The world of sport has taken on something of a surreal air in recent weeks. With practically every major fight, tournament or fixture either cancelled or postponed, the TV networks have been forced to indulge in some retrospectives, with classic football games, car races and, of course, boxing bouts from across the years filling our prime time screens.
As far as boxing is concerned, however, those big names from the past might just be invading 2020 in a more literal sense. Floyd Mayweather has made a career of retiring, so his possible return if the price is right is a surprise to nobody. Suggestions that Mike Tyson was considering a comeback caused greater ructions, along with a general consensus that at 53, this was surely just a publicity stunt.
Just how serious Iron Mike is remains to be seen, but even if the return happens, it now appears he will not be the Granddaddy of the boxing circuit.
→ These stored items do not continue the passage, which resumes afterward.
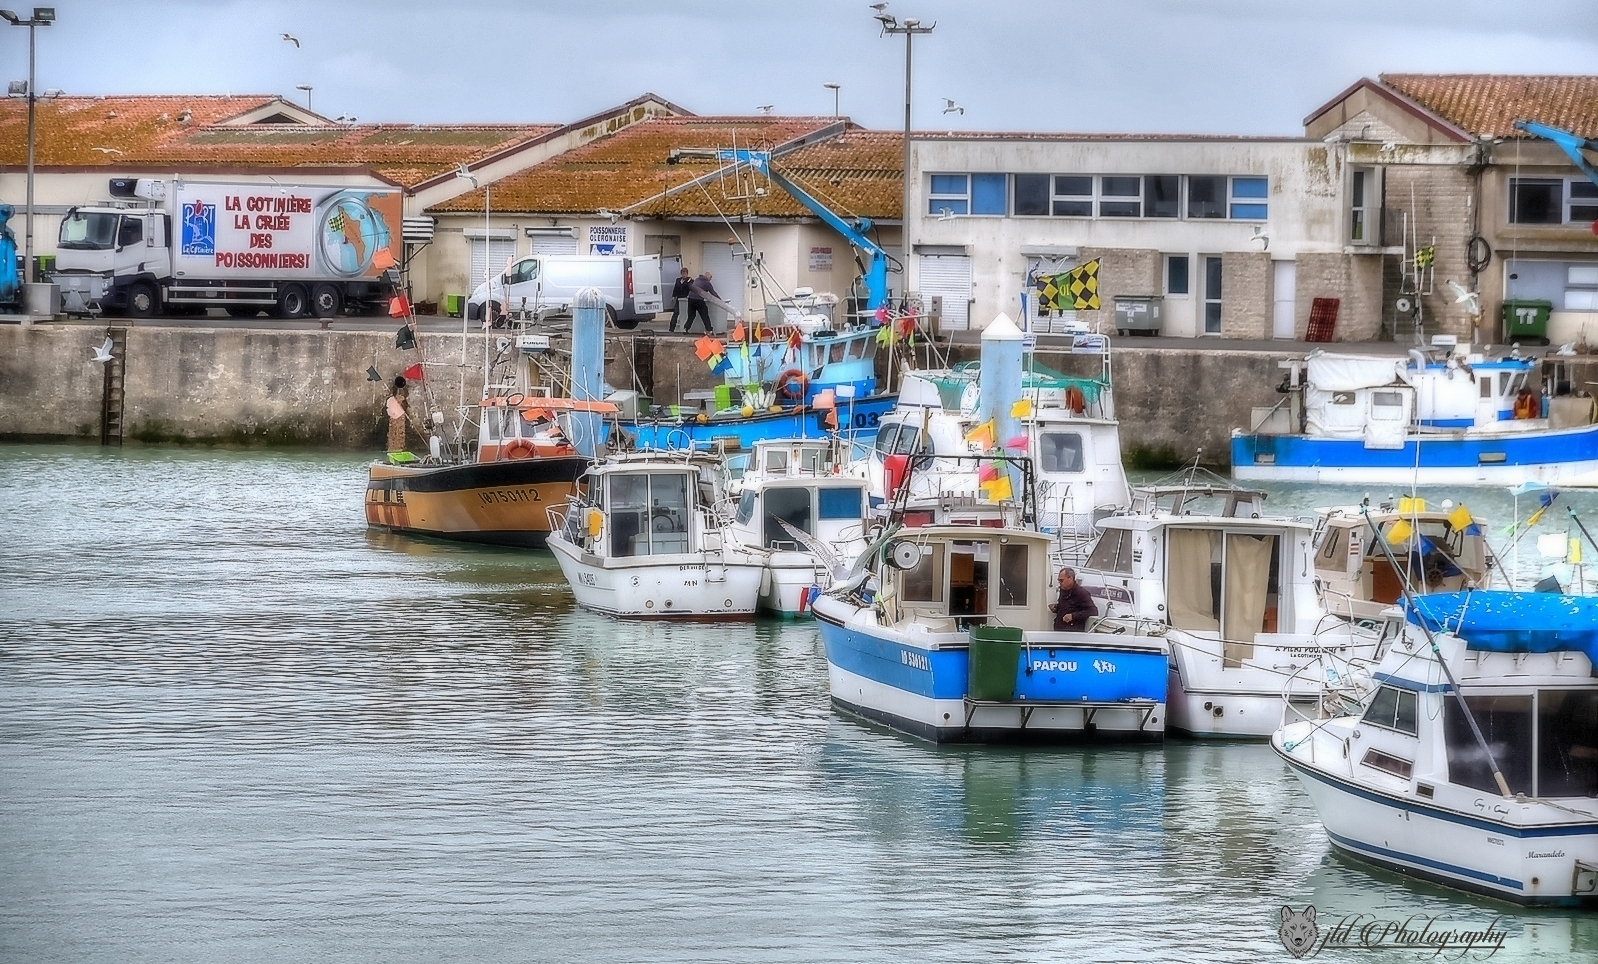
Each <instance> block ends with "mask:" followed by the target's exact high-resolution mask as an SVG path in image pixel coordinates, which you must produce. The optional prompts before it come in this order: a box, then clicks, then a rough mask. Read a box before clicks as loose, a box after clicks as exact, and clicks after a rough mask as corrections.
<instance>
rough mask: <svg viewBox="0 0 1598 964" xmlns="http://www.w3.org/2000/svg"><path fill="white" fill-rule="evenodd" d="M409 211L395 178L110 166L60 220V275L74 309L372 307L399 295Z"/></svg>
mask: <svg viewBox="0 0 1598 964" xmlns="http://www.w3.org/2000/svg"><path fill="white" fill-rule="evenodd" d="M400 213H401V192H400V189H396V187H369V185H348V184H342V185H340V184H273V182H265V184H262V182H240V181H190V179H185V177H173V179H171V181H163V179H153V177H139V179H134V177H113V179H112V181H110V200H107V201H104V203H96V205H83V206H77V208H72V209H69V211H67V214H66V217H64V219H62V221H61V237H59V240H58V241H56V269H54V272H53V273H51V281H54V283H56V285H59V286H61V299H62V309H64V310H66V312H67V313H97V312H101V310H105V312H126V313H128V315H133V317H136V318H149V317H155V315H161V313H173V315H203V313H205V310H206V309H209V307H219V309H225V310H227V313H229V315H232V317H235V318H249V317H254V315H257V313H260V312H268V313H272V315H275V317H278V318H305V317H316V318H332V317H336V315H339V313H342V312H348V313H363V312H368V310H379V309H384V307H385V305H387V302H388V299H390V297H393V294H395V283H396V273H398V265H400V259H401V254H403V248H401V245H403V243H404V241H403V237H401V230H400Z"/></svg>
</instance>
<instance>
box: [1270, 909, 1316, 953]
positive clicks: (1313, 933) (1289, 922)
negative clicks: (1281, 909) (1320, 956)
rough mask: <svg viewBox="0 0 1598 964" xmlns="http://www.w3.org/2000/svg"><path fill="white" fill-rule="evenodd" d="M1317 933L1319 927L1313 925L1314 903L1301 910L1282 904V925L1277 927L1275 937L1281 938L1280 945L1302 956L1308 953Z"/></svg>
mask: <svg viewBox="0 0 1598 964" xmlns="http://www.w3.org/2000/svg"><path fill="white" fill-rule="evenodd" d="M1318 935H1320V927H1317V926H1315V905H1314V903H1312V905H1309V906H1306V908H1304V910H1301V911H1294V910H1293V908H1291V906H1286V905H1282V926H1280V927H1277V937H1280V938H1282V946H1285V948H1286V950H1288V953H1290V954H1293V956H1294V958H1302V956H1304V954H1307V953H1310V950H1314V946H1315V938H1317V937H1318Z"/></svg>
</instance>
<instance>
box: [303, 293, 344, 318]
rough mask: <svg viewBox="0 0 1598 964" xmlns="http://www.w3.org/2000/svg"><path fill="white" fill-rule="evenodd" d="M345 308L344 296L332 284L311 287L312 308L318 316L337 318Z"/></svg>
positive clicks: (317, 315)
mask: <svg viewBox="0 0 1598 964" xmlns="http://www.w3.org/2000/svg"><path fill="white" fill-rule="evenodd" d="M342 309H344V296H342V294H340V293H339V289H337V288H334V286H332V285H316V286H315V288H312V289H310V310H312V313H313V315H316V317H318V318H337V317H339V312H340V310H342Z"/></svg>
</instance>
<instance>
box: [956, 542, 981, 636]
mask: <svg viewBox="0 0 1598 964" xmlns="http://www.w3.org/2000/svg"><path fill="white" fill-rule="evenodd" d="M988 561H989V547H988V540H986V539H984V540H981V542H965V540H960V542H954V544H951V545H949V615H952V617H954V619H956V623H957V625H962V627H964V625H970V623H972V622H978V623H980V622H983V620H981V619H978V617H984V615H988ZM960 617H968V619H965V620H964V622H962V620H960Z"/></svg>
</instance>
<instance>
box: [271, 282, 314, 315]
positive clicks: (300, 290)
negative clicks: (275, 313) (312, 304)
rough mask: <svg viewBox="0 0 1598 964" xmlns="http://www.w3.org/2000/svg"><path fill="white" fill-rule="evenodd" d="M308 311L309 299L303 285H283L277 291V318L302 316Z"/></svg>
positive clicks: (308, 308) (309, 309)
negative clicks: (305, 291) (280, 289)
mask: <svg viewBox="0 0 1598 964" xmlns="http://www.w3.org/2000/svg"><path fill="white" fill-rule="evenodd" d="M308 312H310V299H308V297H305V286H304V285H284V286H283V289H281V291H278V318H304V317H305V315H307V313H308Z"/></svg>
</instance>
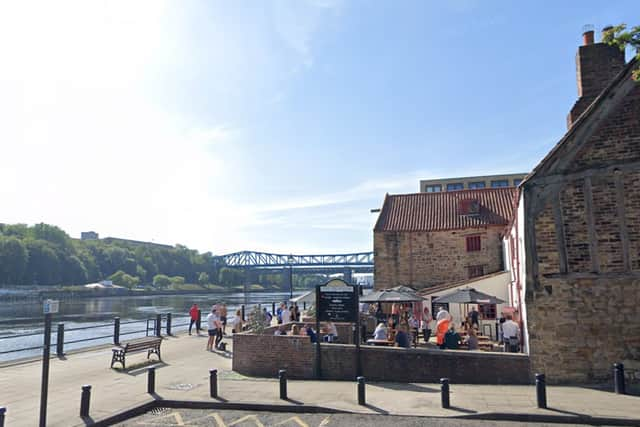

His long-term rival Evander Holyfield is four years his senior and has also announced a return to the ring.
The preliminary announcement was that he would be participating in a series of exhibition fights to raise money for charity. Holyfield is an ambassador for Unite4OurFight, a charitable organization that helps children with learning and emotional development challenges. In recent weeks, it has been specifically helping those whose education has been disrupted by broader global events.
Fights like these attract attention from fans who just want to catch a glimpse of their old hero, but they are not typically over-serious or highly competitive. However, there is an additional factor in the Holyfield saga that is getting boxing fans crowding to www.comeon.com and similar sports betting sites. That is the prospect of Holyfield and Tyson meeting in the ring one last time.
In case anyone needs reminding, Tyson and Holyfield have met twice, in 1996 and 1997, although their rivalry goes back even longer. In 1984, both had been competing for a place in the USA’s Olympic squad. Back then, Holyfield qualified and Tyson did not.
Fast forward 12 years, and Tyson and Holyfield’s first encounter, at the MGM Grand Garden Arena was Tyson’s first defense of the WBA Heavyweight title he had won two months earlier. The fight was ill-tempered from the outset, with Tyson throwing a punch after the bell at the end of the first round, and Holyfield retaliating. Holyfield had Tyson’s measure for the rest of the fight and when it was stopped in the eleventh, he became the first fighter since Muhammad Ali to win a belt three times.
Of course, that proved to be child’s play compared with the pair’s second encounter, which took place a year later at the same venue. The bout that has gone down in history as “bite night” ended, of course, with Tyson’s disqualification and Holyfield being rushed to hospital with the remains of his ear in an ice bucket.
In the intervening years, both men have mellowed to a certain extent, and Tyson has expressed remorse for what happened in 97. But such a long rivalry deserves a better conclusion. Perhaps, the two legends meeting up one last time in a charity event is exactly what we need in these strange times.